Com efeito, o salmo com o qual Jesus clama ao Pai abre caminho, por
trás das lamentações, a um grande horizonte de esperança (cfr. Sl 22,20-32)[15]; um horizonte que Ele tem diante do olhar mesmo no meio da sua agonia. “Em tuas mãos encomendo meu espírito” (Lc 23,44),
diz ao Pai antes de expirar. Jesus sabe que a entrega da sua vida não
cai no vazio, que muda a história para sempre, mesmo que pareça que o
mal e a morte são a última palavra. O seu silêncio na Cruz pode mais do
que os gritos daqueles que o condenam. “Olhai, eis que faço novas todas
as coisas” (Ap 21,5).
Jesus sabe que a entrega da sua vida não cai no vazio, que muda a história para sempre, mesmo que pareça que o mal e a morte são a última palavra.

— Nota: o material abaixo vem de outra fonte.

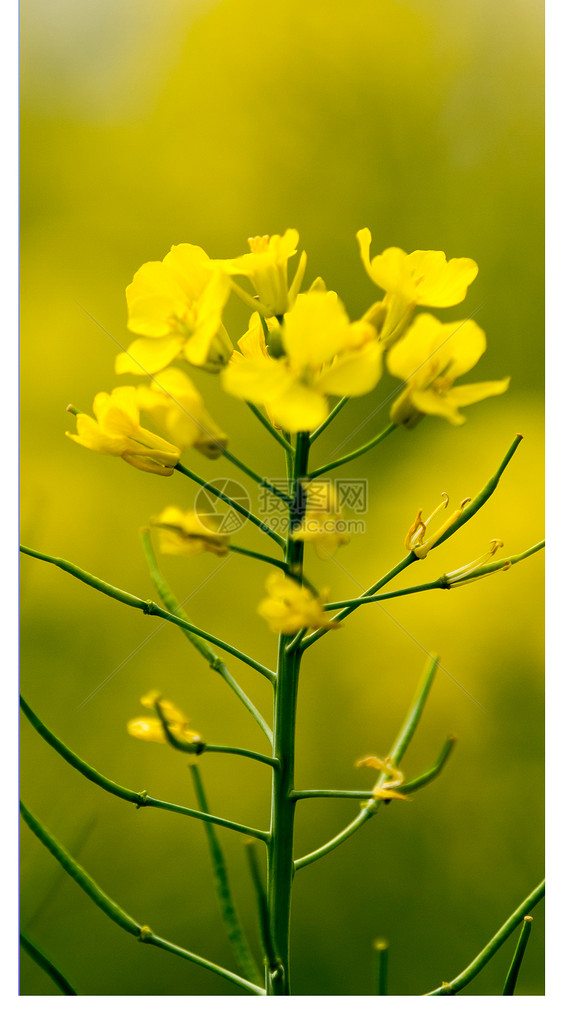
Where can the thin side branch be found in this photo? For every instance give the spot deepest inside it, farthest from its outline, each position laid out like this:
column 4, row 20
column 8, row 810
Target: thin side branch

“A fé significa também acreditar n’Ele, acreditar que
nos ama verdadeiramente, que está vivo, que é capaz de intervir
misteriosamente, que não nos abandona, que tira bem do mal com o seu
poder e a sua criatividade infinita. Significa acreditar que Ele caminha
vitorioso na história (...), que o Reino de Deus já está presente no
mundo, e vai-se desenvolvendo aqui e além de várias maneiras”[16].

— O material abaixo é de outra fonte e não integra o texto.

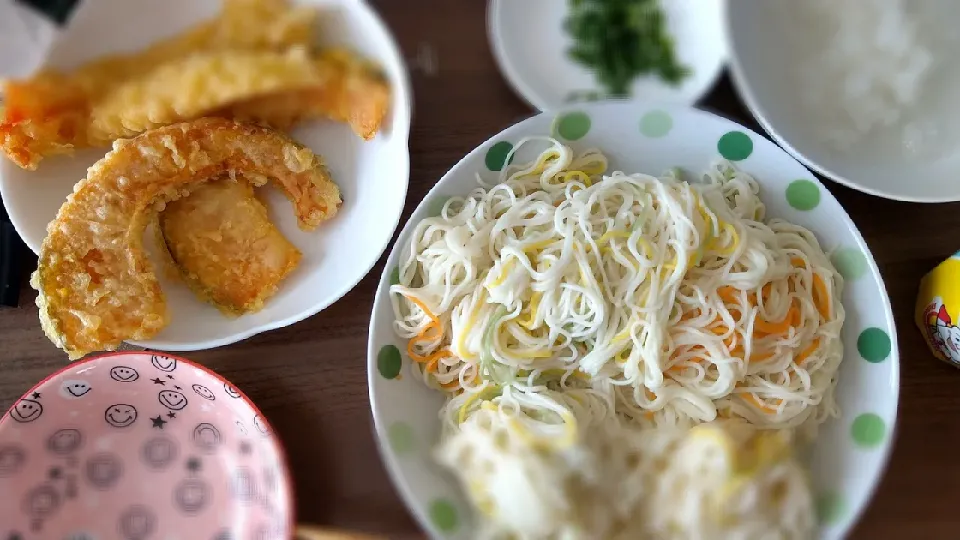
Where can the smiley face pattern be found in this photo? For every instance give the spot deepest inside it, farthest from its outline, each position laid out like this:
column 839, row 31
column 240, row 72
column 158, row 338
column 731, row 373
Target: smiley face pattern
column 76, row 451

Com os seus silêncios, Deus faz crescer a fé e a esperança dos seus:
torna-os novos, e faz com eles “novas todas as coisas”. Cabe a cada um e
cada uma corresponder ao silêncio suave de Deus com um silêncio
atento, um silêncio que escuta, para descobrir “qual seria a nuvem,
(...) o estilo do Espírito Santo para cobrir o nosso mistério? Esta
nuvem em nossa vida se chama silêncio, aquilo que se estende sobre o
mistério da nossa relação com o Senhor, da nossa santidade e dos nossos
pecados”[17].
Marco Vanzini — Carlos Ayxelá
[1] Cfr. por exemplo Gn 18,1-15; 1 Rs 18,20-40, Is 6,1-13.
[2] Francisco, Homilia em Santa Marta, 20/12/2013.

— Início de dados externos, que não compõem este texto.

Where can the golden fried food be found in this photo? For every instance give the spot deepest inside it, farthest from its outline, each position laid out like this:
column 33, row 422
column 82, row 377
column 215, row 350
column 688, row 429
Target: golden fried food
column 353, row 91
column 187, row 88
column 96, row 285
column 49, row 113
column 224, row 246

[3] Bento XVI, Homilia, 10/09/2006.
[4] J. Ratzinger, “¿Estamos salvados? O Job habla con Dios”, em Ser Cristiano, Sígueme 1967, p. 19.
[5] A. Manzoni, Os noivos (I promessi sposi), cap. 8.
[6] Inácio de Antioquia, Carta aos Efésios, XV, 2 (Sources chrétiennes 10, p. 84-85).
[7] Bento XVI, Homilia, 6/02/2008.
[8] Bento XVI, Audiência, 7/03/2012.
[9] Bento XVI, Homilia, 21/10/2007.
[10] Cfr. R. Guardini, O Senhor, IV.6, “Revelação e mistério”.
[11] Cfr. por exemplo Jo 6,60-68; 8,12-20; 9,1-41.
[12] Bento XVI, Ângelus, 12/03/2006.
[13] São Josemaria, É Cristo que passa, n. 179.
[14] Bento XVI, Homilia, 6-II-2008.
[15]
Assim acontece frequentemente nos salmos: o salmista se queixa ante
Deus — “Até quando, Senhor continuarás me esquecendo? Até quando
esconderás teu rosto?” (Sl 13,2-3) —, mas não perde a fé n’Ele:
“Eu confio em tua misericórdia; meu coração se goza em tua salvação.
Cantarei ao Senhor pelo bem que me faz.” (v. 6).
[16] Francisco, Ex. Ap. Evangelii gaudium (24-XI-2013), n. 78.
[17] Francisco, Homilia em Santa Marta, 20-XII-2013.